I think, moreover, in view of the conflicting interests existing in this country regarding the economic question, that whatever the efforts of the Committee on Ways and Means of the House of Representatives be to propose a bill acceptable to the party in power, it will not succeed in obtaining legislative sanction by reason of the determined. opposition which it will meet on the part of the minority, which is certainly very respectable.

I may claim the floor again before the vote is taken on the report under discussion, should I think it necessary to make other corrections in view of what may be said in the future in the course of this debate.

SESSION OF APRIL 2, 1890.

Mr.
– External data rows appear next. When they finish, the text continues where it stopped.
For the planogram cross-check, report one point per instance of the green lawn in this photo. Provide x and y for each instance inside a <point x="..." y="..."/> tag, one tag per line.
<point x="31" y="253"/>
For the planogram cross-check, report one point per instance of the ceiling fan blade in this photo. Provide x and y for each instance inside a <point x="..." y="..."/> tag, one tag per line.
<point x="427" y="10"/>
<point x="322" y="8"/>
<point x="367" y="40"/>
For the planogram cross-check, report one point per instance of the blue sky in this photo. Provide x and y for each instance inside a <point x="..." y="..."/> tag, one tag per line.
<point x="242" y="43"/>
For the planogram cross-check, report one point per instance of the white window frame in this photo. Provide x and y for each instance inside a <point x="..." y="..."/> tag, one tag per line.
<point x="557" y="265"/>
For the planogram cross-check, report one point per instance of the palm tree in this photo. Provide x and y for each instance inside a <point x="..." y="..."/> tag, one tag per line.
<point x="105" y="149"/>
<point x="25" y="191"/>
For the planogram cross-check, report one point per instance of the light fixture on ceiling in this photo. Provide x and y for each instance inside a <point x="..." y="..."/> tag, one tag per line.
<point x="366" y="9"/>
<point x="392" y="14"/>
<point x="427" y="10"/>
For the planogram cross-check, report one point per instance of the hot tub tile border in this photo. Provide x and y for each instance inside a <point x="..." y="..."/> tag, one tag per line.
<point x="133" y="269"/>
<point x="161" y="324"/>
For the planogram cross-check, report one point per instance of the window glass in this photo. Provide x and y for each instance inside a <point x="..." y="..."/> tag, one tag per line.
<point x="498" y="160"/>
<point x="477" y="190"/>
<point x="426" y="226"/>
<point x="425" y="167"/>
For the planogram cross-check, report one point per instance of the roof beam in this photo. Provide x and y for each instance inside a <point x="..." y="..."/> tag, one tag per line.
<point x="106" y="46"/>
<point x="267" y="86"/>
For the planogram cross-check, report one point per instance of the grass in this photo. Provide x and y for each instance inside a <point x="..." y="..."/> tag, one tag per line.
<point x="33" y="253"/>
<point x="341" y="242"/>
HENDERSON. Mr. President, I move that the Conference now proceed to the consideration of the report of the Committee on Customs Union.

The PRESIDENT. The honorable Delegate from the United States, Mr. Henderson, moves that the Conference now proceed to consider the report of the Committee on Customs Union.

Mr. SAENZ PEÑA. I ask that the Conference pass upon the suggestion of the Hon. Mr. Henderson that this subject be now considered. As I have stated, I am ready to proceed if the Conference desires to hear

me.

The PRESIDENT. That will be at the pleasure of the honorable Delegate himself.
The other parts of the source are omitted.